In the absence of quantitative information on risks, one could attempt to make qualitative risk comparisons. Such comparisons could estimate, for example, the relative risks of attacks on spent fuel storage facilities versus attacks on commercial nuclear power reactors or other critical infrastructure such as chemical plants. Although a comparison of such risks is beyond the scope of this study, the committee recognizes that policy decisions about spent fuel storage may need to take into account such comparative risk issues,
especially for decisions regarding the expenditure of limited societal resources to address terrorist threats.
The 2002 National Research Council report Making the Nation Safer: The Role of Science and Technology in Countering Terrorism framed this issue as follows (NRC, 2002, P. 43):
The potential vulnerabilities of NPPs [nuclear power plants] to terrorist attack seem to have captured the imagination of the public and the media, perhaps because of a perception that a successful attack could harm large populations and have severe economic and environmental consequences. There are, however, many other types of large industrial facilities that are potentially vulnerable to attack, for example, petroleum refineries, chemical plants, and oil and liquefied natural gas supertankers. These facilities do not have the robust construction and security features characteristic of NPPs, and many are located near highly populated urban areas.
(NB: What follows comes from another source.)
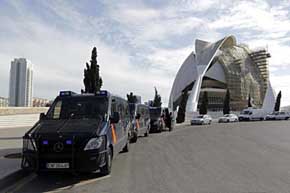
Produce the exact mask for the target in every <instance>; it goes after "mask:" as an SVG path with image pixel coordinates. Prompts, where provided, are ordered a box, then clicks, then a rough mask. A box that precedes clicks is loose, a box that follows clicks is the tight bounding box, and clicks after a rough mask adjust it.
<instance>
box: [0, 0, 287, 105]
mask: <svg viewBox="0 0 290 193" xmlns="http://www.w3.org/2000/svg"><path fill="white" fill-rule="evenodd" d="M289 11H290V0H282V1H278V0H271V1H270V0H269V1H266V0H264V1H263V0H251V1H237V0H202V1H201V0H179V1H177V0H144V1H142V0H132V1H131V0H127V1H123V0H116V1H115V0H104V1H98V0H96V1H91V0H82V1H77V0H76V1H68V0H67V1H65V0H59V1H58V0H51V1H44V0H35V1H34V0H22V1H20V0H15V1H14V0H0V96H5V97H7V95H8V89H9V69H10V63H11V61H12V60H13V59H14V58H19V57H24V58H27V59H28V60H30V61H31V62H32V63H33V65H34V91H33V93H34V97H41V98H48V99H53V98H54V97H55V96H56V95H57V94H58V92H59V91H60V90H73V91H76V92H80V90H81V88H83V83H82V79H83V69H84V67H85V63H86V62H89V60H90V56H91V50H92V48H93V47H94V46H96V47H97V50H98V58H97V60H98V64H99V65H100V73H101V76H102V79H103V82H104V84H103V88H104V89H108V90H110V91H111V92H113V93H116V94H118V95H120V96H123V97H125V95H126V94H127V93H129V92H131V91H133V92H134V93H135V94H137V95H141V96H142V100H143V101H147V100H148V99H152V98H153V97H154V87H155V86H156V87H157V89H158V91H159V93H160V94H161V96H162V100H163V103H164V105H165V106H166V105H167V103H168V98H169V93H170V89H171V86H172V83H173V81H174V77H175V75H176V73H177V71H178V69H179V67H180V66H181V64H182V63H183V61H184V60H185V58H186V57H187V56H188V55H189V54H190V52H192V51H193V50H194V41H195V39H202V40H206V41H212V42H215V41H217V40H219V39H221V38H223V37H225V36H227V35H234V36H235V37H236V38H237V41H238V43H245V44H247V45H248V46H249V47H250V48H256V47H267V48H268V50H269V52H270V53H271V56H272V57H271V58H270V60H269V69H270V80H271V83H272V85H273V87H274V89H275V91H276V92H278V91H280V90H281V91H282V105H283V106H285V105H290V84H289V83H290V13H289Z"/></svg>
Groups seeking to carry out high-impact terrorism will likely choose targets that have a high probability of being attacked successfully.4 If success is measured by the number of people killed and injured or the permanent destruction of property, then spent fuel storage facilities may not make good terrorist targets owing to their relatively robust construction (see Chapters 1 and 3) and security. Industrialized societies like the United States provide terrorists a large number of “soft” (i.e., unprotected) targets that could be attacked more easily with greater effect than spent fuel storage facilities. These include chemical plants, refineries, transportation systems, and other facilities where large numbers of people gather (see NRC, 2002).
On the other hand, there are other success criteria that might influence a terrorist’s decision to attack a “hard” (i.e., robust or well protected) target such as a commercial nuclear power plant and its spent fuel storage facilities. Such attacks could spread panic and shut down the power plant for an extended period of time even with no loss of life. Moreover, an attack that resulted in the release of radioactive material could threaten the viability of commercial nuclear power.
These considerations led the committee to conclude that it could not address its charge using quantitative and comparative risk assessments. The committee decided instead to examine a range of possible terrorist attack scenarios in terms of (1) their potential for damaging spent fuel pools and dry storage casks; and (2) their potential for radioactive material releases. This allowed the committee to make qualitative judgments about the vulnerability of spent fuel storage facilities to terrorist attacks and potential measures that could be taken to mitigate them.